Eu sempre tive muita fé. Por um tempo, depois de perder o Dudu, eu a perdi também, mas acabei recuperando. Chega um momento em que a gente precisa acreditar que existe algo maior. Sempre fui envolvida em causas sociais. Minha perda só fez com que eu canalizasse minhas energias para mães que, como eu, perderam seus filhos.
Como você avalia o suporte que teve durante seu luto?
Diferentemente de muitas outras pessoas, tive muita gente disposta a ajudar, mas elas não sabiam bem como. Fiz terapia do luto com uma pessoa maravilhosa, que me ajudou a entender que existia o processo do luto, algo que era estudado mesmo pela medicina. Mas foi estudando sozinha, compreendendo aquilo pelo que estava passando e me identificando na teoria, que fiquei bem.
Você diz que continuar vivendo foi uma escolha feita em um certo ponto do sofrimento. Como foi isso?
Estava passando pela terceira fase do luto, quando a gente sente muita raiva de tudo. A gente vê uma família feliz e pensa: “Por que comigo?”. Mas, de repente, recebi uma luz. Foi aí que eu cheguei à conclusão de que ia viver e fazer isso homenageando o Dudu, que sempre foi um menino feliz e intenso.
A sociedade sabe lidar com o luto?
Há pouco tempo, começou-se a falar mais sobre o luto, mas de forma ainda tímida. O problema é tanto da sociedade quanto dos especialistas. O Brasil engatinha no processo de educar as pessoas para isso. Os terapeutas tentam correr atrás, mas há poucos cursos a respeito. Quanto à sociedade, a dor do luto acaba sendo solitária porque as pessoas não sabem o que dizer, acabam falando coisas que não deviam como: “Você tem que estar feliz. Ele está bem”. Outras te cortam se você começa a falar sobre a pessoa que faleceu; outras preferem não te encontrar. Na verdade, elas não precisam falar nada. Um abraço é o suficiente. A sociedade também cobra muito da mãe que perdeu um filho. Uma vez, recebi um e-mail de uma mãe dizendo que o marido a cutucava todo dia, dizendo que ela deveria sorrir. Isso é cruel. Cada um tem seu tempo e o de uma mãe pode ser e, geralmente é, mais longo.

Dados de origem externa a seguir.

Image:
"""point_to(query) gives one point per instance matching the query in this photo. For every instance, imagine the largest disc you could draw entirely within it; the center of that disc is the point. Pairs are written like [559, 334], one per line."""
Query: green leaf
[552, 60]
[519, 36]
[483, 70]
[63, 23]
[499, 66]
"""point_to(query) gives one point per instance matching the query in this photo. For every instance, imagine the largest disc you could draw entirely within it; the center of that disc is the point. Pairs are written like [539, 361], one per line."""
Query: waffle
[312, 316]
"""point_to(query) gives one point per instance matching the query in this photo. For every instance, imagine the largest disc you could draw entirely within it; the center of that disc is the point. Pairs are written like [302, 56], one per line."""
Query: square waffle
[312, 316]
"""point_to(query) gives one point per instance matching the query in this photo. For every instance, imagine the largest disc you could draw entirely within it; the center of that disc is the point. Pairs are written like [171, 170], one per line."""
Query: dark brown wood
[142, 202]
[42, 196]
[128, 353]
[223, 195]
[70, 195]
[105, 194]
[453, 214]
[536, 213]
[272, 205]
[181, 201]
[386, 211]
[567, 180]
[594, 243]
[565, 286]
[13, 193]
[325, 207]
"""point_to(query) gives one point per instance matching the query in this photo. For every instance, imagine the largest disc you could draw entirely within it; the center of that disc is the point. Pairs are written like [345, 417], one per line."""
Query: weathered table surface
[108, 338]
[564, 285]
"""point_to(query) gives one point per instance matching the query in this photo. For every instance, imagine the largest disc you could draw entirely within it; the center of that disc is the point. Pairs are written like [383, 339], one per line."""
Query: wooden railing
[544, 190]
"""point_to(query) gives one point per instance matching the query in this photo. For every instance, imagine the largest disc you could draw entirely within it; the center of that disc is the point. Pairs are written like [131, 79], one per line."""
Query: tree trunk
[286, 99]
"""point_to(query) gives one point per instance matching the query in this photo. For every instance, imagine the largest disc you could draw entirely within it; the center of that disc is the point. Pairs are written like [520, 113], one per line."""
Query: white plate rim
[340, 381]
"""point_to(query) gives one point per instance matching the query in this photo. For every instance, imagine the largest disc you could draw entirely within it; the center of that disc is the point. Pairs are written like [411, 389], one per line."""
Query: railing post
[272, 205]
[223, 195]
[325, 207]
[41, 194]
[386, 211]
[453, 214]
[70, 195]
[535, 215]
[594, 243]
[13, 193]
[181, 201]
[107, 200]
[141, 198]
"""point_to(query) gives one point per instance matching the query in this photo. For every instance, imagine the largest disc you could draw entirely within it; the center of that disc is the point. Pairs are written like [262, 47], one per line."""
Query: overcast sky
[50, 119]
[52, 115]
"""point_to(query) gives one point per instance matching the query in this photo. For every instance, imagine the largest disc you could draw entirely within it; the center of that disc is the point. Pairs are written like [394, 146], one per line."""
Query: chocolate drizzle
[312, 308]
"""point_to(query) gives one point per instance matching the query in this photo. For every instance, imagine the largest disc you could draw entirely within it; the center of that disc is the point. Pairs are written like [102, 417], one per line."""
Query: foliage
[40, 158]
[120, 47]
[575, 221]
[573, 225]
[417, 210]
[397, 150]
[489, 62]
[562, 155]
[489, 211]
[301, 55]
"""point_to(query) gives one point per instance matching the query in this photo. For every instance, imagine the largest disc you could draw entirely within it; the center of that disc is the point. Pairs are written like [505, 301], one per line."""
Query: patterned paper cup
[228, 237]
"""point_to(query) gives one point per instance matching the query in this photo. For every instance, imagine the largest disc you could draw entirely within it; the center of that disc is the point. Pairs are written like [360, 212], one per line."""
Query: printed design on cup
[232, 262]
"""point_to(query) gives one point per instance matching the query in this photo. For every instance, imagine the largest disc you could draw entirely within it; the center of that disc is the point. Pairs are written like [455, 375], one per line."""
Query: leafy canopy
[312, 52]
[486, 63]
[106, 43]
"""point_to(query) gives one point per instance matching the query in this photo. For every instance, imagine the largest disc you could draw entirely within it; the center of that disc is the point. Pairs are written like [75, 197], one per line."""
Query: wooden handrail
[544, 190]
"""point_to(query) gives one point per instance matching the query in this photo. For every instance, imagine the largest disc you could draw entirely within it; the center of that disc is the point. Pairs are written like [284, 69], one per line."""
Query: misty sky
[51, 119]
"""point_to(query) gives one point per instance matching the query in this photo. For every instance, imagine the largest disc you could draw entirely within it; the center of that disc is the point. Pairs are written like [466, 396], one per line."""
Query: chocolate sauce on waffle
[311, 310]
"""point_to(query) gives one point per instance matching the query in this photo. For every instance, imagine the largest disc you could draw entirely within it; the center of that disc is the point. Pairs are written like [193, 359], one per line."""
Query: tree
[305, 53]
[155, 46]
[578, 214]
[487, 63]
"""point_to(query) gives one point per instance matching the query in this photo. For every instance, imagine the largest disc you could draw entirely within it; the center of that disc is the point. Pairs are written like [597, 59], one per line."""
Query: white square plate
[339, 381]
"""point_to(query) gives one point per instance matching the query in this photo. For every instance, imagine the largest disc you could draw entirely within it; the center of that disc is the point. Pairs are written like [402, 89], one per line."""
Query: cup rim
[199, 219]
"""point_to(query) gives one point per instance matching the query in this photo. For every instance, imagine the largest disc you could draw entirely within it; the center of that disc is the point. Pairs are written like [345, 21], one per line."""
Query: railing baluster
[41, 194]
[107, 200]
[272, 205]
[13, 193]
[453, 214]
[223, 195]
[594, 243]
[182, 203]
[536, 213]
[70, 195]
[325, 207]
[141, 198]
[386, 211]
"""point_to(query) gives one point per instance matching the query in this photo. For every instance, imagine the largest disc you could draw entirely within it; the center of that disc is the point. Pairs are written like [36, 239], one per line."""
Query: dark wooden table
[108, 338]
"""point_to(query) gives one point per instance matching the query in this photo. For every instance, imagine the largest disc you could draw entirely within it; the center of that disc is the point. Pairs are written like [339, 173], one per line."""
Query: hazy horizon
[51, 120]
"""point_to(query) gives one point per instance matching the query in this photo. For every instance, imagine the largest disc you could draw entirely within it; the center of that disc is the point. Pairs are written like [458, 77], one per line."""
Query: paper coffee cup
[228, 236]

Qual seria o conselho principal que você teria para dar a uma mãe que perdeu o filho? O conselho seria o mesmo para um
pai ou um irmão?
O conselho para pais e irmãos é um pouco diferente, mas, para as mãezinhas, vai depender de que fase do luto em que estão. Não existem conselhos, mas o apoio, o simples estar juntas, e as palavras de solidariedade de alguém que também viveu o luto.
Existe o jeito correto de os familiares lidarem com aquela mulher da família que acabou de perder um filho?
Acredito que, se os familiares começarem a pensar que ninguém tem a noção da imensa dor que é perder um filho, e que as dores não podem ser comparadas; já começamos com um longo passo. Depois, estar presente para quando ela precisar, sem forçar a barra. Dar amor, carinho e compreensão e, principalmente ouvi-la. Não esperar que ela se levante enquanto não puder, ou que volte a ser a mesma, ou que volte para a vida rapidamente. É muito difícil também para os familiares, mas creio que se houver essas demonstrações, ao final, tudo sairá bem da melhor forma possível.
Quais são as fases do luto? Existe alguma com a qual as pessoas, normalmente, têm mais dificuldade de enfrentar?
São cinco: negação ou entorpecimento; raiva; negociação; tristeza profunda e aceitação. Nós podemos nos ver em cada uma delas e o luto, muitas vezes, se transforma numa montanha-russa de fases. Em minha opinião, a fase mais difícil é a tristeza profunda, pois estamos colocando os pés no chão. A dor é muito forte e, na maioria das vezes, buscamos um isolamento, pois é aí que começamos a aceitar o que não tem retorno. Depois da última fase, devemos aprender a caminhar com um coração de cristal, que, muitas vezes vai se quebrar em pedacinhos, nos fazendo chorar e sentir aquela dor da saudade imensa. Depois, voltamos ao normal.
Como você esperava ajudar as mães com o Mariposa azul e como você ainda espera ajudar com o projeto S.O.S. Mãezinha?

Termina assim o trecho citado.